The gasolinazo protests have begun to attract the attention of the ruling class in the United States, which until now has largely blacked out press coverage for fear the protests will generate sympathy among American workers. The intelligence-linked web site Stratfor wrote that the demonstrations were spontaneous and had “largely remained regional” and “not yet coalesced into a coordinated national movement.” Stratfor noted that taxi, truck and bus drivers had called strikes “in several states, lending weight to the demonstrations.”
“There is a risk,” the web site warned, “of violent demonstrations spiraling out of control and sparking further protests. Supply disruptions could also occur as looters attempt to hijack gasoline trucks.”
Fears in the American and Mexican ruling classes of “supply disruptions” underscore the strategic necessity of uniting Mexican and American workers. An increasingly prominent section of the Mexican ruling class, led by National Regeneration Movement (Morena) leader and former mayor of Mexico City Andres Manuel Lopez Obrador (AMLO), is attempting to undermine the protest movement with the twin poisons of nationalism and class collaboration.
AMLO issued another Youtube appeal yesterday afternoon in which he called for “all Mexicans to come together in the great task of national transformation.” A “rebirth of Mexico” would take place only through electing him president in the 2018 election.
“There will be opportunity for change in 2018,” he said, calling for “a new national project” to be achieved not through class division, but “agreement.”
The Mexican pseudo-left operates in the orbit of Morena, propping it up with “left” phraseology.
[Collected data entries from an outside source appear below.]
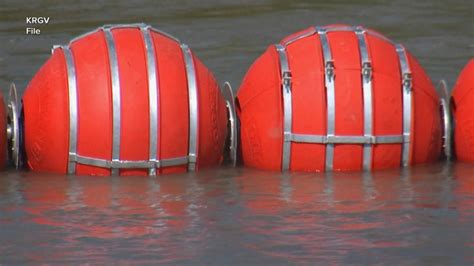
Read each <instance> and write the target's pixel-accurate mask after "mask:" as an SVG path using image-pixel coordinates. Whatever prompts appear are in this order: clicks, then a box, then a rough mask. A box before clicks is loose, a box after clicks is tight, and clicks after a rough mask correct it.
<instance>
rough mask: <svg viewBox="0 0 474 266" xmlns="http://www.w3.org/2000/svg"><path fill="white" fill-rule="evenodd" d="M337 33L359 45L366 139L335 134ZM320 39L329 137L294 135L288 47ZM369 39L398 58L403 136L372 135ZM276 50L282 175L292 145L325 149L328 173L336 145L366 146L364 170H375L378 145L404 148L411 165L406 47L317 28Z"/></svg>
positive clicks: (409, 103)
mask: <svg viewBox="0 0 474 266" xmlns="http://www.w3.org/2000/svg"><path fill="white" fill-rule="evenodd" d="M335 31H350V32H354V34H355V35H356V38H357V40H358V44H359V52H360V62H361V63H360V65H361V80H362V91H363V99H364V135H363V136H346V135H344V136H339V135H336V132H335V121H336V98H335V78H336V69H335V67H334V61H333V58H332V53H331V48H330V45H329V41H328V37H327V34H328V33H330V32H335ZM316 34H317V35H318V36H319V41H320V43H321V47H322V56H323V60H324V81H325V88H326V99H327V102H326V104H327V134H326V135H310V134H299V133H294V132H292V131H291V125H292V96H291V90H292V88H291V86H292V84H291V70H290V67H289V65H288V56H287V54H286V47H287V46H288V45H290V44H292V43H294V42H296V41H298V40H300V39H303V38H306V37H310V36H313V35H316ZM367 35H372V36H374V37H377V38H380V39H383V40H384V41H387V42H389V43H390V44H392V45H393V46H394V47H395V49H396V51H397V54H398V58H399V62H400V73H401V77H402V80H401V84H402V86H401V89H402V93H403V132H402V134H400V135H381V136H374V133H373V108H374V107H373V91H372V90H373V88H372V72H373V70H372V63H371V60H370V54H369V49H368V45H367ZM276 50H277V52H278V55H279V61H280V75H281V77H282V81H281V83H282V95H283V115H284V118H283V121H284V122H283V135H284V138H283V146H282V153H283V154H282V167H281V169H282V170H283V171H286V170H289V169H290V159H291V142H299V143H317V144H325V145H326V171H332V170H333V167H334V145H335V144H361V145H363V169H364V170H366V171H370V170H371V168H372V157H373V156H372V148H373V145H376V144H402V157H401V158H400V161H401V165H402V166H408V165H409V164H410V161H411V160H410V154H411V124H412V116H413V107H412V97H413V95H412V80H411V71H410V67H409V64H408V59H407V57H406V53H405V49H404V48H403V46H401V45H398V44H395V43H393V42H392V41H390V40H388V39H387V38H385V37H384V36H382V35H380V34H378V33H376V32H374V31H371V30H367V29H365V28H363V27H360V26H357V27H347V26H344V27H324V28H322V27H314V28H312V29H311V30H308V31H306V32H303V33H301V34H299V35H296V36H294V37H293V38H291V39H289V40H286V41H285V42H284V43H283V44H278V45H276Z"/></svg>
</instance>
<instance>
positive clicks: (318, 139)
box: [285, 133, 404, 145]
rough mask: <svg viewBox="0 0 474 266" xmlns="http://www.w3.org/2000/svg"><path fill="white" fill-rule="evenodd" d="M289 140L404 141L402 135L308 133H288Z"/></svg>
mask: <svg viewBox="0 0 474 266" xmlns="http://www.w3.org/2000/svg"><path fill="white" fill-rule="evenodd" d="M285 138H286V140H287V141H293V142H300V143H318V144H368V145H372V144H396V143H403V142H404V137H403V136H402V135H386V136H324V135H307V134H294V133H291V134H287V135H285Z"/></svg>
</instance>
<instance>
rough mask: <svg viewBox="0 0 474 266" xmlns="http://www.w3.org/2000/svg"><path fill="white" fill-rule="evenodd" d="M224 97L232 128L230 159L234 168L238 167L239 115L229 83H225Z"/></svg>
mask: <svg viewBox="0 0 474 266" xmlns="http://www.w3.org/2000/svg"><path fill="white" fill-rule="evenodd" d="M222 92H223V95H224V98H225V100H226V107H227V111H228V112H227V113H228V114H227V115H228V120H229V127H230V136H229V142H230V145H229V157H230V161H231V163H232V166H234V167H235V166H237V145H238V142H237V113H236V111H235V97H234V93H233V92H232V87H231V85H230V83H229V82H225V83H224V88H223V91H222Z"/></svg>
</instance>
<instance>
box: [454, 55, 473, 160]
mask: <svg viewBox="0 0 474 266" xmlns="http://www.w3.org/2000/svg"><path fill="white" fill-rule="evenodd" d="M451 99H452V100H451V103H452V105H451V106H452V112H453V116H454V124H455V128H454V150H455V153H456V157H457V159H459V160H461V161H465V162H474V59H471V60H470V61H469V63H468V64H467V65H466V66H465V67H464V69H463V70H462V72H461V74H460V75H459V78H458V80H457V82H456V85H455V86H454V89H453V92H452V98H451Z"/></svg>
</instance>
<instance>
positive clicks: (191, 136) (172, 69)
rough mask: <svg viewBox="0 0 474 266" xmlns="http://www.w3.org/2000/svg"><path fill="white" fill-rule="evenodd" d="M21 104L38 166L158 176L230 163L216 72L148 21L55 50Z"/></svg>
mask: <svg viewBox="0 0 474 266" xmlns="http://www.w3.org/2000/svg"><path fill="white" fill-rule="evenodd" d="M23 109H24V124H25V130H24V133H25V152H26V165H27V166H28V167H29V168H30V169H31V170H34V171H43V172H56V173H69V174H78V175H110V174H114V175H116V174H120V175H147V174H149V175H155V174H157V173H170V172H180V171H185V170H186V169H189V170H194V169H195V168H196V167H197V168H202V167H207V166H211V165H216V164H218V163H220V162H221V161H222V157H223V155H222V153H223V150H224V143H225V138H226V132H227V108H226V100H225V99H224V97H223V96H222V95H221V93H220V90H219V87H218V85H217V83H216V80H215V78H214V77H213V75H212V73H211V72H210V71H209V70H208V69H207V68H206V67H205V66H204V65H203V64H202V63H201V61H200V60H199V59H198V58H197V57H196V56H195V55H194V54H193V52H192V51H191V50H190V49H189V47H188V46H187V45H186V44H183V43H181V42H180V41H179V40H177V39H176V38H174V37H172V36H170V35H168V34H166V33H163V32H161V31H159V30H156V29H154V28H152V27H150V26H147V25H143V24H131V25H106V26H104V27H101V28H99V29H97V30H95V31H92V32H89V33H87V34H84V35H82V36H79V37H78V38H76V39H74V40H72V41H71V42H70V43H69V44H68V45H67V46H55V47H54V48H53V51H52V56H51V57H50V58H49V60H48V61H47V62H46V63H45V64H44V65H43V66H42V67H41V69H40V70H39V71H38V73H37V74H36V75H35V76H34V78H33V80H32V81H31V82H30V83H29V85H28V87H27V88H26V90H25V94H24V97H23Z"/></svg>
While criticizing AMLO’s attempts to limit strikes and protests, the Pabolite Socialist Workers Movement (MTS) issued a statement Wednesday calling for “a defense of national sovereignty” and a “break with the dependence of the country on the government of Trump.” The statement calls for various trade unions and student groups to gather “to discuss a plan for national struggle” to address “the present situation in our country.”
It is impossible to address the poverty and inequality that dominates Mexican society on the basis of a nationalist perspective.
It is not due simply to its leaders’ cowardice that Mexico remains even more subservient to American banks and corporations today than in the years preceding the Mexican Revolution of 1910-20. The Stalinists and trade unions--both corporatist and independista— paved the way for the current social catastrophe by disarming the working class with nationalist demagogy and subordinating the workers to the Mexican state in the name of supporting the “progressive” section of the bourgeoisie.
This nationalist program is all the more bankrupt today under conditions where technology and transportation have bound the Mexican and American economies together more closely than ever.
A November 2016 report by the US Congressional Research Service reads: “The expansion of trade has resulted in the creation of vertical supply relationships… the flow of intermediate inputs produced in the United States and exported to Mexico and the return flow of finished products greatly increased the importance of the US-Mexico border region as a production site. US manufacturing industries, including automotive, electronics, appliances, and machinery, all rely on the assistance of Mexican manufacturers.”
United objectively in the productive process, increasingly facing the same transnational exploiters, confronting right-wing oligarchic governments on both sides of the border, the Mexican and American workers’ fates are inextricably linked. Workers on both sides of the border must emphatically reject all attempts to sow divisions and instead unite in a common struggle against Yankee imperialism and the Mexican capitalist class. The banner of this struggle is the fight for the United Socialist States of the Americas.